It is not only their economic sovereignty that states have
lost to corporations but also their power to safeguard their culture,
their eco-system and the health of their population. It has
been noted in an earlier section that electronic information is tearing
down cultural diversity and replacing it with sex, violence
and fast food which are American corporation products on the main.
We have also seen in connection with risk how the
eco-system, food and life are being poisoned mainly by the activities of
corporations. States appear to be powerless to do anything
about these developments.
There is general consensus that states have lost a good deal
of power to corporations. However, some, and these tend to be
people on the right, underplay the importance of these
developments and emphasise those powers which states have retained.
They argue that governmens still have control over a level
of trade, taxation and implementation of domestic policies.
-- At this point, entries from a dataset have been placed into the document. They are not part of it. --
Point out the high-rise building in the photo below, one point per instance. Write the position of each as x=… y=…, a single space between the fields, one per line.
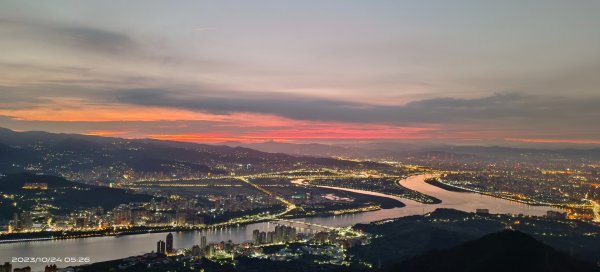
x=181 y=217
x=203 y=243
x=170 y=243
x=161 y=247
x=196 y=252
x=255 y=237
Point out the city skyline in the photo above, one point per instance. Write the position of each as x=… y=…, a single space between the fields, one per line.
x=463 y=72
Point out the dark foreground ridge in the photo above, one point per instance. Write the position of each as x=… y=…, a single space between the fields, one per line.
x=503 y=251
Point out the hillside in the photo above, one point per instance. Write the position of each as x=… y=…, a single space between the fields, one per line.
x=502 y=251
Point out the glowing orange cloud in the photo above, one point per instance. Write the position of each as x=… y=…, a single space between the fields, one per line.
x=77 y=110
x=106 y=133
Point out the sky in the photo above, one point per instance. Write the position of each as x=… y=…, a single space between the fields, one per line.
x=304 y=71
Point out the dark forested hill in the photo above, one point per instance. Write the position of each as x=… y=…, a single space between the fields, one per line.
x=502 y=251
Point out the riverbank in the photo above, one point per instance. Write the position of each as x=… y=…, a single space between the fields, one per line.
x=448 y=187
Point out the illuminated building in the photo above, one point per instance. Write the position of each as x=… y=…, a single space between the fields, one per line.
x=169 y=246
x=161 y=247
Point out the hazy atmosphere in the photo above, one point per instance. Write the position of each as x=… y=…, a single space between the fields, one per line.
x=309 y=71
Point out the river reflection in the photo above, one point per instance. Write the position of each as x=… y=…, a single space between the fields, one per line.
x=109 y=248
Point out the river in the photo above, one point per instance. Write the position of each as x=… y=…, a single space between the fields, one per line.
x=109 y=248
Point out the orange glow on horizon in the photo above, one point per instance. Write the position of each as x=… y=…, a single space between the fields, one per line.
x=553 y=141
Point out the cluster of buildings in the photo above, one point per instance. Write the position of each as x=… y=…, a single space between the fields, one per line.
x=171 y=211
x=282 y=234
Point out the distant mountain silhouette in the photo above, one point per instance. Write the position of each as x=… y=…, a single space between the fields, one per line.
x=503 y=251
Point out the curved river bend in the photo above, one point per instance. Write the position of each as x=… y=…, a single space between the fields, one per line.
x=109 y=248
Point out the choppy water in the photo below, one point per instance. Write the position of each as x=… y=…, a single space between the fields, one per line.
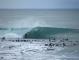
x=36 y=51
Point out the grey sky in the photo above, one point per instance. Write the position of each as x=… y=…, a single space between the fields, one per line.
x=26 y=18
x=38 y=4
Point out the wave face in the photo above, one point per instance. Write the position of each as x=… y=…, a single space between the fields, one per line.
x=46 y=32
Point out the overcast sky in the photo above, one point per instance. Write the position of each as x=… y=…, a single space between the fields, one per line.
x=38 y=4
x=33 y=19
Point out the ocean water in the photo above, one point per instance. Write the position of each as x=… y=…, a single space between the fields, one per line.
x=38 y=24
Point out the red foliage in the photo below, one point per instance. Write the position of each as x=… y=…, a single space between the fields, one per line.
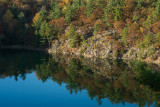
x=156 y=27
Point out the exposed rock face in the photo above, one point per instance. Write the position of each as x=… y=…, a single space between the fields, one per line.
x=98 y=46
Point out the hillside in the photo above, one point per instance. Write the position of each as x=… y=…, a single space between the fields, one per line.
x=92 y=28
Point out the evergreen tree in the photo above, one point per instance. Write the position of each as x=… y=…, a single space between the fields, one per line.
x=148 y=23
x=46 y=33
x=156 y=13
x=55 y=13
x=123 y=35
x=89 y=8
x=72 y=37
x=106 y=17
x=135 y=17
x=69 y=14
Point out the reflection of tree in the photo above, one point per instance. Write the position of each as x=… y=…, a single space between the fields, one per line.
x=113 y=80
x=18 y=63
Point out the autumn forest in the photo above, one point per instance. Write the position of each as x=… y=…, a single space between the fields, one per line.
x=125 y=25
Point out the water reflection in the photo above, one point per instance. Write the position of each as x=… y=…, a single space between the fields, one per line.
x=120 y=82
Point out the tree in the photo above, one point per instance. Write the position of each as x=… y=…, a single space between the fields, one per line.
x=8 y=16
x=69 y=14
x=156 y=13
x=55 y=13
x=148 y=23
x=96 y=28
x=135 y=17
x=123 y=35
x=72 y=37
x=89 y=8
x=46 y=33
x=106 y=17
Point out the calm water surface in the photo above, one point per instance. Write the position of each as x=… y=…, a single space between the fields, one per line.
x=36 y=79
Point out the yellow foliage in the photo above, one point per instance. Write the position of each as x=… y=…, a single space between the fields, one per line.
x=8 y=16
x=64 y=8
x=37 y=16
x=141 y=29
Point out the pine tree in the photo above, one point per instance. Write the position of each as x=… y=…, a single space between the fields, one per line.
x=72 y=37
x=69 y=14
x=55 y=13
x=89 y=8
x=148 y=23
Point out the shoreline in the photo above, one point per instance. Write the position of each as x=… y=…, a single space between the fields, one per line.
x=23 y=47
x=50 y=51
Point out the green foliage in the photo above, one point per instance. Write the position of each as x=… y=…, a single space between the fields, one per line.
x=158 y=38
x=55 y=12
x=148 y=23
x=115 y=53
x=135 y=17
x=139 y=3
x=150 y=51
x=123 y=35
x=72 y=37
x=46 y=33
x=69 y=14
x=96 y=28
x=148 y=40
x=156 y=13
x=106 y=17
x=89 y=8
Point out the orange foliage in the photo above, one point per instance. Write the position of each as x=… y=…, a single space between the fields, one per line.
x=156 y=27
x=35 y=19
x=119 y=25
x=97 y=13
x=59 y=23
x=128 y=8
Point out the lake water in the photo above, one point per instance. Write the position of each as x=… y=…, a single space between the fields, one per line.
x=36 y=79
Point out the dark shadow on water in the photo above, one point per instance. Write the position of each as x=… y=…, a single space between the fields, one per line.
x=119 y=81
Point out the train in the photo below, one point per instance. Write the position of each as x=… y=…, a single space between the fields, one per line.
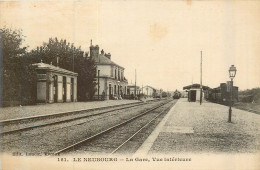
x=221 y=94
x=176 y=94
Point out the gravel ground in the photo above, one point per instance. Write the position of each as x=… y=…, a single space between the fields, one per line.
x=43 y=109
x=49 y=140
x=57 y=118
x=212 y=133
x=108 y=142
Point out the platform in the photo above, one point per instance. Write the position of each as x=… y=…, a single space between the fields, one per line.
x=44 y=109
x=193 y=128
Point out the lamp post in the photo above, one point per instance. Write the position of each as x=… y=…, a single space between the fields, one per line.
x=232 y=73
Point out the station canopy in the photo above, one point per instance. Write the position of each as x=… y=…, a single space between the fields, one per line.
x=195 y=86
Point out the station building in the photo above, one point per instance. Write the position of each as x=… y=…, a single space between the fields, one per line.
x=149 y=91
x=55 y=84
x=131 y=88
x=193 y=92
x=112 y=83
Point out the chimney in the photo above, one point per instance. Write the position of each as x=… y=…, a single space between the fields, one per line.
x=94 y=51
x=108 y=56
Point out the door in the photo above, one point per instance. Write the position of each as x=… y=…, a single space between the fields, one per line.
x=193 y=95
x=64 y=89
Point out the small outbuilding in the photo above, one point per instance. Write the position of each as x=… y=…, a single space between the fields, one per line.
x=55 y=84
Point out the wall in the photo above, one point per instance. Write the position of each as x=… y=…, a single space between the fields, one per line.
x=105 y=70
x=41 y=91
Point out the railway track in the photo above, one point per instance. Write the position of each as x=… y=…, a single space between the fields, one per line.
x=112 y=139
x=23 y=124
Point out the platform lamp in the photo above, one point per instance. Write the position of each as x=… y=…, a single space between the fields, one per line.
x=232 y=73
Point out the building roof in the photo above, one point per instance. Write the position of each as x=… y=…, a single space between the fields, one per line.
x=103 y=60
x=149 y=87
x=195 y=86
x=53 y=68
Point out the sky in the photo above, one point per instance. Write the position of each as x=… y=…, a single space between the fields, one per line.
x=162 y=40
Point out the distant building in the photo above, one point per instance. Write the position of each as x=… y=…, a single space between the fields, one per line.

They also
argue that liberalisation or deregulation enable states,
particularly the poor ones, to attract foreign investment, skill and
technology and in this way develop quickly. Whether the
threshhold is reversed and corporations have become more powerful
than states or not will continue to be a matter of debate
for sometime to come.
The power of multinationals over third world states like
Ethiopia is even more daunting. Capital is no longer being transferred to the
Third World by public so much as private investors. This renders the poor
states dependent on corporations for foreign
investment and transfer of technology.
In some of the smaller countries, multinationals have taken
control of the economy, or huge chunks of it, so that the people
either work for it or they are unemployed. In the so-called
banana republics, for example, it is corporations that dictate the
system of agriculture.
By contrast, what is conspicuous about the "coffee
republic" of Ethiopia, which is dependent on peasants to produce that
beverage, is its failure to attract an appreciably sizable
amount of foreign investment. To that extent, the state is probably more
independent than the Banana Republics from being over-ruled
by corporations. This is achieved, nonetheless, at the expense of
being starved of private foreign investment, skill and technology.